Fünf Filme zur Eröffnung
Schon am Eröffnungsabend spiegelt sich die Bandbreite des Programms: Fünf Filme stehen am Beginn des "Crossing Europe" 2013. Die Österreichpremiere der Doku "Innere Blutungen" von Anatol Bogendorfer und Florian Sedmak katapultiert einen zurück in die 1960er und 1970er Jahre im Salzkammergut. Zeitlich gesehen ist die Doku ein Ausreißer im Programm. Der Thriller "Layla Fourie" indes spielt u.a. im heutigen Südafrika, die Regisseurin Pia Marais wurde in vergangenen "Crossing Europe"-Jahren bereits zwei Mal ausgezeichnet.
Am Limit balanciert auch der kleine "Winterdieb" im Spielfilm von Ursula Meier: Ein Bub versucht, sich mit seiner Schwester das bisschen Familienrest aufrecht zu erhalten und reichen Skitouristen Geld abzuknöpfen. Um gänzlich andere Taten geht es in "Sekret / Secret" von Przemysław Wojcieszek: Ein Performancekünstler konfrontiert sich mit der Vergangenheit seines Großvaters.

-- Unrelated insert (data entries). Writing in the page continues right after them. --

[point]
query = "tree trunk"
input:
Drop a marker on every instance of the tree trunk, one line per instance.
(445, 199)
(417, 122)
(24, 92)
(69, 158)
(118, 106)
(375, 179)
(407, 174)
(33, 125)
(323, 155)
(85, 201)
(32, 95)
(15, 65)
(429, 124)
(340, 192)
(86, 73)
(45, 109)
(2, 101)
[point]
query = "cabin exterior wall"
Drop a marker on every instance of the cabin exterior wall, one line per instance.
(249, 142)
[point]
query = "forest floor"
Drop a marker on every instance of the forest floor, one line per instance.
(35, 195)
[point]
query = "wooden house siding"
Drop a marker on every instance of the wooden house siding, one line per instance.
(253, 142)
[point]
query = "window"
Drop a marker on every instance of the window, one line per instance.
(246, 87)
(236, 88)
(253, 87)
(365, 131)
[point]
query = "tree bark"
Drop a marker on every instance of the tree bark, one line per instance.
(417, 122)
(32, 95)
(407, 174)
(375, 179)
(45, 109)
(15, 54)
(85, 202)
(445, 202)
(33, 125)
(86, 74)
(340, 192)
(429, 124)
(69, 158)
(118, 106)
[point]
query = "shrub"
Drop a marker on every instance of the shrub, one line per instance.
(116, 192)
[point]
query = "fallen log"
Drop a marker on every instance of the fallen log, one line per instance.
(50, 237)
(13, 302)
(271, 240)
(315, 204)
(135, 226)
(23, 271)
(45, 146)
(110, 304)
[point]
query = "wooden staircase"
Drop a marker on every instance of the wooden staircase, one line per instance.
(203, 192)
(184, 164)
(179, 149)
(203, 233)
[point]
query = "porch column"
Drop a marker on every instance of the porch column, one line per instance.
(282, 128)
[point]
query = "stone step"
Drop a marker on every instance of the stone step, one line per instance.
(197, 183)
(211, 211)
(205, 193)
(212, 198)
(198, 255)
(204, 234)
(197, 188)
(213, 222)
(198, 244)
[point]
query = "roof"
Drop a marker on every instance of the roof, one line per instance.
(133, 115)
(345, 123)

Schließlich startet die Genre-Kino-Schiene "Nachtsicht" in der Eröffnungsnacht und präsentiert gleich mal "The ABC's of Death" für all jene, die Gänsehaut, Grusel und Unterhaltung mit Hang zu Horror schätzen. 25 RegisseurInnen inszenieren Sterben auf bizarre wie unterschiedliche Arten. Filmexperte Christian Fuchs weiß schon jetzt mehr dazu.
Apropos Nächte
Klare, trockene Nächte wünsch' ich mir für Linz nächste Woche, denn die Nightline am OK Mediendeck wartet mit der Rückkehr von Shy, den Sex Jams, fLako, und anderen auf. Da kann man dann die Beinmuskulatur nach Kinostunden wieder in die aufrechte Position bringen.